BVT turns their eyes towards nature for solutions in mitigating phytopathogenic fungi.
A natural relationship vs. an engineered relationship
The world is filled with entities but run by relationships.
Relationships involve the interactions among those constitutive entities.
Each relationship is unique in its own right. Collectively though, they all belong to one of the two categories – natural relationships or engineered relationships.
Natural relationships come from nature and engineered relationships come from men.
The former exists despite men and the latter exists because of men.

Take two natural entities A and B for instance. If a change in A naturally triggers a change in B by default, we can safely say that there is a natural relationship between the two.
A natural relationship is fundamental in the sense that it is independent of our existence. It persists despite us.
That means we can simply focus on A if our goal is in B, knowing that if we get A right, B will follow. And nature will take care of the rest – it’s that simple.
An engineered relationship, however, can mess things up.
For ease of illustration, let’s reexamine this A→B relationship.
Firms can either take a free ride on A→B or they can make some alterations – such as taking A out and replacing it with an artifact C. And if they do so, they are inventing an engineered relationship C→B.
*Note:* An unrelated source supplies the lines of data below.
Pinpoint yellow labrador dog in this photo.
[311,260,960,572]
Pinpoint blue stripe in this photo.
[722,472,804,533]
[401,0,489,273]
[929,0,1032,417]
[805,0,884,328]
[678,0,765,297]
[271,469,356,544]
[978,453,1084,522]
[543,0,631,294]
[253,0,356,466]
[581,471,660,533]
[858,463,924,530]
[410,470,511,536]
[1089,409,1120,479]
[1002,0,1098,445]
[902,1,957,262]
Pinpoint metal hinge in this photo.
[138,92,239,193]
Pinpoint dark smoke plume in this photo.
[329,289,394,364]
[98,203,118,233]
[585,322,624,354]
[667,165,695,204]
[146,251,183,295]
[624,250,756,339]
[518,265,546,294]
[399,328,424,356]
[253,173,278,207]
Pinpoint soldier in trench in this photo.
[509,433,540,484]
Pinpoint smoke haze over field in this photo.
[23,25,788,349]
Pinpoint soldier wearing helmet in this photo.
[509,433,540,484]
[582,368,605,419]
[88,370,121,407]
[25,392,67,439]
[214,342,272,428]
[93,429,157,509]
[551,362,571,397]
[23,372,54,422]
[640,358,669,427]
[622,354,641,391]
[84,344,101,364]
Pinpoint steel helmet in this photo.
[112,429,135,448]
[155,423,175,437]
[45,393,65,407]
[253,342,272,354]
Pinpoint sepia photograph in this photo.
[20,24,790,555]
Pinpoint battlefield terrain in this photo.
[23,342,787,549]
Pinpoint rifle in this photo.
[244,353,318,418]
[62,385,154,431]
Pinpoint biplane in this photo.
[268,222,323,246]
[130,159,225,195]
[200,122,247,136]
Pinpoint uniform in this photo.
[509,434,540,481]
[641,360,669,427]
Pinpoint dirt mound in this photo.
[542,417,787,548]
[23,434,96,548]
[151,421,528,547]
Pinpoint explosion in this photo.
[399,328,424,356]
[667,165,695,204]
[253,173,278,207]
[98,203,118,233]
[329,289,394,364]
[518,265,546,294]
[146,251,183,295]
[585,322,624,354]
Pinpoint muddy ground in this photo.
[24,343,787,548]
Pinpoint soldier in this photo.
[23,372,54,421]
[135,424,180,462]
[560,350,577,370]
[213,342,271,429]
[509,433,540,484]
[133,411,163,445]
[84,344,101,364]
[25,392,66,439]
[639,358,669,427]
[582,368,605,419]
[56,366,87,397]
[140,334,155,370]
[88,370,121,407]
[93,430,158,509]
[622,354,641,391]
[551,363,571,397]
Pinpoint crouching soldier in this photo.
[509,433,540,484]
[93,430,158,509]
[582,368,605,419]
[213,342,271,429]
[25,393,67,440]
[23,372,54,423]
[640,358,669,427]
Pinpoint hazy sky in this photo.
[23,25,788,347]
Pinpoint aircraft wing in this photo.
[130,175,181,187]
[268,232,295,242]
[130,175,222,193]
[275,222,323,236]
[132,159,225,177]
As this diagram illustrates, A → B is natural, but C → B is artificial. To make C → B work, firms have to deactivate A→B while engineering C→B.
And that’s basically to replace the natural A→B with the engineered C→B.
When that happens, firms get three variables (A, B, and C) to look after and two relationships (A→B and C→B) to manage. That’s when things get complicated … and costly – and the burden will be on the firms and someone has to pay the price.
Yet this practice is not uncommon in the business field. It’s prevalent, especially we look into the agricultural field.
Fungicides
Conventional agriculture is plagued with phytopathogenic fungi. These fungi can trigger large-scale crop infection, yield reduction, human illnesses, and economic losses. They are the source of devastation for many farmers worldwide.
And yes, nature has a solution.
In nature, one type of fungus can feed on the other type of fungus. That’s one way nature prevents the overspread of phytopathogenic fungi at a large scale.
Conventional agriculture, however, takes a different route. It unplugs rival fungi and replaces them with synthetic pesticides – the toxic chemicals to poison fungi. The problem with this approach is that most of the synthetic pesticides are ineffective and harmful. They are incompetent in eliminating fungi, yet repeatedly overdose crops, farmers, consumers, and the planet with detrimental toxins.

By and large, they are not solving problems but creating them.
That’s why this startup Bee Vectoring Technologies (BVT) decided to go back to nature.
Bee Vectoring Technologies (BVT)
BVT turn their eyes towards a type of rival fungi – BVT-CR7 – for solutions.
BVT-CR7 is an organic strain of a naturally occurring endophytic fungus. This fungus can effectively control plant diseases caused by fungal pathogens such as Botrytis and Sclerotinia, according to BVT. By reintroducing BVT-CR7 back into the field, BVT is making one step closer to the natural system that is at work.

Step number two is to find a natural way to deliver the BVT-CR7. And for that, BVT decides that this can’t be a job for men, but a job for bumblebees. They develop an inoculums dispenser system via which bumblebees can pick up BVT-CR7 powder and deliver them right to the flower – one of the gateways for pathogens to enter.
No need for spray, no pollution, no maintenance, and no labor involved. BVT simply lets bumblebees take care of the rest.
And when nature takes over, harmony resumes. Things start to work around for the benefit of all involved. That’s when true effectiveness and efficiency manifest to the optimal extent surely and steadily as time unfolds.
Control or submit?
An engineered relationship, by and large, is for control.
Firms want to control. They want to get everything under their control.
Control can be a good thing. It increases reliability and consistency.
But control is also expensive.
It can come at a great cost such as the cost to make artifacts, the cost to engineer mechanisms, and the cost to impose a system. And beyond all these costs is the latent yet profound cost of destruction – the destruction of the order in nature. The cost might take time to manifest, but once it manifests, it can be alarmingly irreversible, destructive, and pervasive beyond the scope anyone can control.
Essentially, control is an effort to undercut the interdependence in an ecosystem. Firms want to make their business self-sufficient and self-reliant. They want to single out their business and run it according to their own will and determination.
But no business can survive in isolation.
We are all part of nature, not beyond it. We come and go, but nature remains.
We can gain the upper hand at the moment, but nature has the final word. As much as we worship and put faith in our own engineered technologies, we need to come to our senses that whatever we try to conquer, time and sovereignty are always on nature’s side.
Nature is powerful and gracious. It is good to those who are good to it.
It provides the ecosystem to sustain all things in it, it provides the mechanism to get things going, and it provides the materials to sustain all our needs.
When we have nature on our side, our yoke is easy and our burden is light. Nature will do the heavy lifting for us and carry us through.
Submit and trust that we will be in good hands and profit from it.